Olea species are used as food plants by the larvae of some Lepidoptera species including double-striped pug.

==Species==
11 species are currently accepted:
- Olea capensis L. – Small Ironwood – Comoros, Madagascar; Africa from South Africa north to Ethiopia, Sudan, Democratic Republic of the Congo, Nigeria, Ivory Coast, etc.
- Olea capitellata Ridl. – Pahang
- Olea chimanimani Kupicha – Chimanimani Mountains of Mozambique and Zimbabwe
- Olea europaea L. – Olive – Mediterranean, Africa, southwestern Asia, Himalayas; naturalized many other places
- Olea exasperata Jacq. – South Africa
- Olea lancea Lam. – Madagascar, Mauritius, Réunion, Rodrigues Island
- Olea paniculata R.Br. – Yunnan, India, Indochina, Indonesia, Kashmir, Malaysia, Nepal, New Guinea, Pakistan, Sri Lanka, Australia, New Caledonia, Vanuatu
- Olea puberula Ridl. – Peninsular Malaysia
- Olea schliebenii Knobl. – Tanzania
- Olea welwitschii (Knobl.) Gilg & G.Schellenb. – central and eastern Africa from Ethiopia to Zimbabwe
- Olea woodiana Knobl. – South Africa, Eswatini, Kenya, Tanzania

===Formerly placed here===
- Chionanthus foveolatus (E.Mey.) Stearn (as O. foveolata E.Mey.)
- Ligustrum compactum var. compactum (as O. compacta Wall. ex G.Don)
- Nestegis cunninghamii (Hook.f.) L.A.S.Johnson (as O. cunninghamii Hook.f.)
- Noronhia emarginata (Lam.) Thouars (as O. emarginata Lam.)
- Osmanthus americanus (L.) Benth. & Hook.f. ex A.Gray (as O. americana L.)
- Osmanthus heterophyllus (G. Don) P.S.Green (as O. aquifolium Siebold & Zucc. or O. ilicifolia Siebold ex Hassk.)
- Tetrapilus borneensis (Boerl.) de Juana (as Olea borneensis Boerl. and Olea gitingensis (Elmer) Kiew)
- Tetrapilus brachiatus Lour. (as Olea brachiata (Lour.) Merr.)
- Tetrapilus javanicus Lour. (as Olea javanica (Blume) Knobl.)
- Tetrapilus moluccensis (Kiew) de Juana (as Olea moluccensis Kiew)
- Tetrapilus obovatus (Merr.) de Juana (as Olea luzonica (Kiew))
- Tetrapilus rubrovenius (Elmer) L.A.S.Johnson (as Olea rubrovenia (Elmer) Kiew)
- Tetrapilus tsoongii (Merr.) de Juana (as Olea tsoongii (Merr.) P.S.Green and Olea yuennanensis Hand.-Mazz.)

== Description ==
Plants in Olea are evergreen trees and shrubs that can live for over 1,000 years. They have simple leaves with short petioles, and their flowers are typically bisexual. While they can adapt to many environmental conditions, they thrive in arid climate. Olea leaves have trichomes on the underside, which protect the plants in dry conditions by reducing water loss and provide UV-B protection. The cultivated olive, Olea europaea, was first domesticated in the Levant around 6,000 years ago, and today there are over 2,000 cultivars in the Mediterranean basin alone.

== Taxonomy ==
Historically, Olea was organized into 3 subgenera: Olea, Tetrapilus, and Paniculatae. Subgenus Olea was then split into two sections, Olea and Ligustroides. Section Olea comprising the "olive complex" of Olea europaea, containing 6 subspecies, including both the domesticated olive and wild relatives. The olive complex is distributed from China to South Africa, across the Mediterranean basin, and the Canary Islands. Ligustroides contains 8 species that are found across central and southern Africa. Subgenus Paniculatae includes only one species, O. paniculata from southwestern China through Asia to Australia. Tetrapilus was the most basal subgenus, and included 23 species in southeast Asia.

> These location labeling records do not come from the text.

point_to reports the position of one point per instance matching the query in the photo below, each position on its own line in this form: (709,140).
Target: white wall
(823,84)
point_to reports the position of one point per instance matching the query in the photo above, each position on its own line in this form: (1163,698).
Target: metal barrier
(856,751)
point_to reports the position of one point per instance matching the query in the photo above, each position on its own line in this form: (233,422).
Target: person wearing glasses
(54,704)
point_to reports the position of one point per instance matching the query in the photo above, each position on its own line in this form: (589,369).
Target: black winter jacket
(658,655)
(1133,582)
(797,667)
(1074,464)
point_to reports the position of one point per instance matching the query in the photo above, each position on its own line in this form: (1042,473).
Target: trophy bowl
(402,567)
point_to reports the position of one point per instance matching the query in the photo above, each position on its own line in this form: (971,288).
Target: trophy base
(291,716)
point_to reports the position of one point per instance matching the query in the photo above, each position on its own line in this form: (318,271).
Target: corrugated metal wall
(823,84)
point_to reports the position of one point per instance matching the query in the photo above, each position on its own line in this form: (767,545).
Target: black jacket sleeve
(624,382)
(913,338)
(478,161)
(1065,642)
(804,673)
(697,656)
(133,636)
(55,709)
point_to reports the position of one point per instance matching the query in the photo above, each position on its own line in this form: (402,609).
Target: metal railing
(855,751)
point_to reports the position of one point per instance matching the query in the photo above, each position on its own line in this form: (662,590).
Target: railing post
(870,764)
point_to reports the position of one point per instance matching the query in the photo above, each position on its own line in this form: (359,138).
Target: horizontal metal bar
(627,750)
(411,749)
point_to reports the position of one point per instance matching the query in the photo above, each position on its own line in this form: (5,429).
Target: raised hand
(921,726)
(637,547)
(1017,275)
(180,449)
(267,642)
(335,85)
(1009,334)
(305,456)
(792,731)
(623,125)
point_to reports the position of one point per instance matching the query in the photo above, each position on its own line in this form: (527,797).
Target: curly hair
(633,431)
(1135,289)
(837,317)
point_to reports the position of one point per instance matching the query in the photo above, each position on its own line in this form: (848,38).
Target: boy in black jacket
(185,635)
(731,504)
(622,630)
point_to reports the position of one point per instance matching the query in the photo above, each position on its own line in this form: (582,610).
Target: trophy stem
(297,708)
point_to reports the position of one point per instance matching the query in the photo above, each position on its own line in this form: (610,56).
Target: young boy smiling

Prior to the advent of DNA analysis, subgenus Tetrapilus was proposed as a separate genus that was more closely related to Chionanthus based on pollen morphology, the length of the corolla tube, and flavonoid composition. However, Tetrapilus was later reclassified as a subgenus of Olea due to insufficient molecular evidence supporting it as a genus. More recent phylogenomic evidence has demonstrated that Tetrapilus may be a separate genus that is sister to Chionanthus and Chengiodendron. As such, Olea is not a monophyletic group, however monophyly of a group consisting of only subgenera Olea and Paniculatae is supported.